Eating raw food. Eating raw fruits and vegetables is important because these foods maintain almost all their nutrients when raw. The foods that it is advisable to eat cooked include fish, meat and shellfish. Consuming raw fish (sushi, sashimi, fish tartare) or almost raw fish (smoked fish, carpaccio or marinated fish) can be dangerous since many species are infested with parasites that can be transmitted to humans. These include the best known Anisakis, Diphyllobothrium latum (common in freshwater fish) and Opisthorchis. If you want to eat raw fish without having problems you have to freeze the fish at -20 ° C for at least 24 hours or at -18 ° C for at least 96 hours, since prolonged low temperatures kill these parasites. Another potential health danger is due to the consumption of raw shellfish (especially mussels) as they may contain pathogenic bacteria (Salmonella, Escherichia coli, etc.) and dangerous virus (e.g. the Hepatitis A virus). Many people still believe that it is enough to put a few drops of lemon juice on living mussels to kill these dangerous microorganisms. The citric acid actually doesn’t kill microorganisms. To avoid risks you should buy seafood at the usual grocer’s shops, which provide a range of legal obligations to protect the consumers’ health. In addition, when taking these products at home, it is recommended not to let them defrost and, once you are at home, you should keep them in the freezer and then consume them as soon as possible with or without lemon. Even the meat (and many meat-derived foods such as sausage) should be cooked properly (especially if wild game meat) to avoid the Tenia solium known as “tapeworms” Tenia saginata, Trichinella spiralis.

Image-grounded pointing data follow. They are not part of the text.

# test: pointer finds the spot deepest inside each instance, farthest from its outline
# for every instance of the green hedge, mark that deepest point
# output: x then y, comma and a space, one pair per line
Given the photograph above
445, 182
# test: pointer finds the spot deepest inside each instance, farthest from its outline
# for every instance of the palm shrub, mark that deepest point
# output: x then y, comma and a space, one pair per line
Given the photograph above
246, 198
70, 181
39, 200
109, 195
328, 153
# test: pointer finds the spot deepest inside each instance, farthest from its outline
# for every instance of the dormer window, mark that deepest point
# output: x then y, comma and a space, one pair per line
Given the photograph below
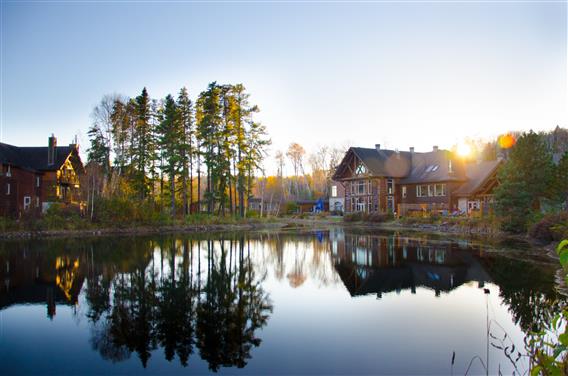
361, 169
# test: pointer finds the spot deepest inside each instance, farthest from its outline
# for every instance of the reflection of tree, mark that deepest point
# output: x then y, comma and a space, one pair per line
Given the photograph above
164, 299
233, 308
527, 289
175, 309
297, 276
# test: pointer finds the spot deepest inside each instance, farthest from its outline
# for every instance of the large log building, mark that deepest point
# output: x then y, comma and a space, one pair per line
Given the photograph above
381, 181
31, 178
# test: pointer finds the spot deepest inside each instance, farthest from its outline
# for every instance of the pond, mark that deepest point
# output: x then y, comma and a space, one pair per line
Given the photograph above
332, 301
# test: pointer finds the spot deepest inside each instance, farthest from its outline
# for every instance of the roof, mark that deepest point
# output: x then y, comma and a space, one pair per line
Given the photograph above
33, 157
433, 167
384, 162
477, 174
412, 167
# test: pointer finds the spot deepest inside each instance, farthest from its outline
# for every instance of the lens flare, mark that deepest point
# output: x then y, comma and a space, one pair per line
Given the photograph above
507, 141
464, 150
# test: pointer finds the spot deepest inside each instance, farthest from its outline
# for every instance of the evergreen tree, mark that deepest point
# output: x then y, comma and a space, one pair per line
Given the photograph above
169, 135
524, 181
209, 120
185, 109
143, 145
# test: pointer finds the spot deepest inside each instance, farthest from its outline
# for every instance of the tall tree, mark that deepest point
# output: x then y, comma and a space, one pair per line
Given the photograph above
185, 109
524, 181
209, 121
143, 147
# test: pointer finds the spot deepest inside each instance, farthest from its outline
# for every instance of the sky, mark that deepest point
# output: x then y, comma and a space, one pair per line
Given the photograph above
334, 73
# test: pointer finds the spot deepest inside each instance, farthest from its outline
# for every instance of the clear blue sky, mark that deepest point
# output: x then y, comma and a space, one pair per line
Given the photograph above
400, 74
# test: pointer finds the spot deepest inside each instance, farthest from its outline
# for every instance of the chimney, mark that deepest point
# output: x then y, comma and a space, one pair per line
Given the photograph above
74, 144
51, 150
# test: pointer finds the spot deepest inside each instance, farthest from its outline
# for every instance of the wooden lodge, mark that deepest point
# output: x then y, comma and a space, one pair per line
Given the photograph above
382, 181
31, 178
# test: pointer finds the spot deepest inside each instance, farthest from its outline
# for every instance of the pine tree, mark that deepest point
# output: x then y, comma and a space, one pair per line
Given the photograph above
169, 135
209, 120
185, 109
143, 143
524, 181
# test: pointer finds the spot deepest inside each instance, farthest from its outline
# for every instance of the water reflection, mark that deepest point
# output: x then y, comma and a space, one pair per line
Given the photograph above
143, 294
209, 297
380, 264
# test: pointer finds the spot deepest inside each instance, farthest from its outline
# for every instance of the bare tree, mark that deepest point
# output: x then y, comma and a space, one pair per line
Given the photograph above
296, 154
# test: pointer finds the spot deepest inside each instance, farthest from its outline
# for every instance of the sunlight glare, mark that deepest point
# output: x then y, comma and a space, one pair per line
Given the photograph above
464, 150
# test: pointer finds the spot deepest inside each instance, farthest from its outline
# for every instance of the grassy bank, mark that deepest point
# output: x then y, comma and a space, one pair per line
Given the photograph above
63, 222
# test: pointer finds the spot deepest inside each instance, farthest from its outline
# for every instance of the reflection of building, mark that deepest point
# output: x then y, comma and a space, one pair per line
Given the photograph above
371, 264
263, 206
38, 279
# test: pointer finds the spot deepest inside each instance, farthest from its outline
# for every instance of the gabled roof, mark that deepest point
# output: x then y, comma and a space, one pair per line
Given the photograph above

Disinfectant residues. We all want to see the sparkling reflections of a clean dish. To do this, we often abuse of detergents and chemical disinfectants and, in order to save water and time, we rinse the dishes without care. This behavior is incorrect because, even if the foam is removed, some detergents and many disinfectants leave on the cookware and equipment an invisible, thin film of dangerous substances. So, to avoid any chemical intoxication, which often occurs with mild symptoms, we recommend to use little detergent and rinse the dishes accurately.